An important member of the Brocks’ team was interior designer Georgette Sturam, who worked for architect Robert A.M. Stern before setting up her own design studio in Princeton, New Jersey. She applauded the Brocks’ desire to remain true to the spirit and period of the Arts and Crafts/Craftsman-style cottage. Arts and Crafts aesthetics are simple, yet refined, with a color palette reflecting the natural environment. Sturam says, “We went with neutrals—pale celadon and a whole spectrum of whites and creams—that play up the strength of the architecture and keep the interior light and bright.”
Apropos of the cottage’s simple style, both the Brocks and Sturam lean toward looks that are classic and timeless. All are averse to clutter. “I really don’t do stuff,” Sturam says. “I like interiors pared down and clean.” Such restraint makes the ideal backdrop for Joan’s extensive collection of antique textiles, which Sturam describes as an especially “fun part of the project.” Fragments of antique bed hangings and other textiles are incorporated into window treatments and appliquéd on upholstered furniture and decorative pillows. They give the home a subtle visual richness.

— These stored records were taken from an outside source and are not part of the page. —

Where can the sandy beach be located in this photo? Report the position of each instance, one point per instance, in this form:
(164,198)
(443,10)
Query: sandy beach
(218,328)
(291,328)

Joan Brock says that her mother and grandmother were both accomplished seamstresses and stimulated her lifelong attraction to textiles. That interest was sharpened fifteen years ago at a Virginia Beach antiques show. There, she met Pandora de Balthazar, a Pensacola, Florida, dealer who specializes in European textiles. Said to be a master at finding sophisticated new uses to extend the decorative life of fine old fabrics, de Balthazar collaborated with Brock and Sturam on details of the interior.
“Pandora’s textiles are just incredible,” says Sturam. “They are so appropriate to the period and to the house. We really had to edit ourselves because it would have been easy to go too far.” De Balthazar found antique damask curtains to make into a tablecloth for the 14-foot long dining room table designed by Sturam. And her workroom fabricated all the draperies on the main floor.
Perhaps the biggest design challenge was the sheer volume of the living room and dining room. To address that, team Brock selected furniture that was large in scale but simple in style. One piece, original to the house, is an enormous library table that holds the same position it always has, as visual divider between the living and dining rooms. Sturam found a large chandelier to hang above it, further emphasizing the table as a strong axis.
Like everyone else involved in the rejuvenation of the Cooke-Royster cottage, Pandora de Balthazar takes outsized pride in the results. “It’s a sophisticated Craftsman-style house built to appreciate its surroundings and be lived in,” she says. “It embraces you with its grace and beauty and charm. It’s a cottage, but a grand one.”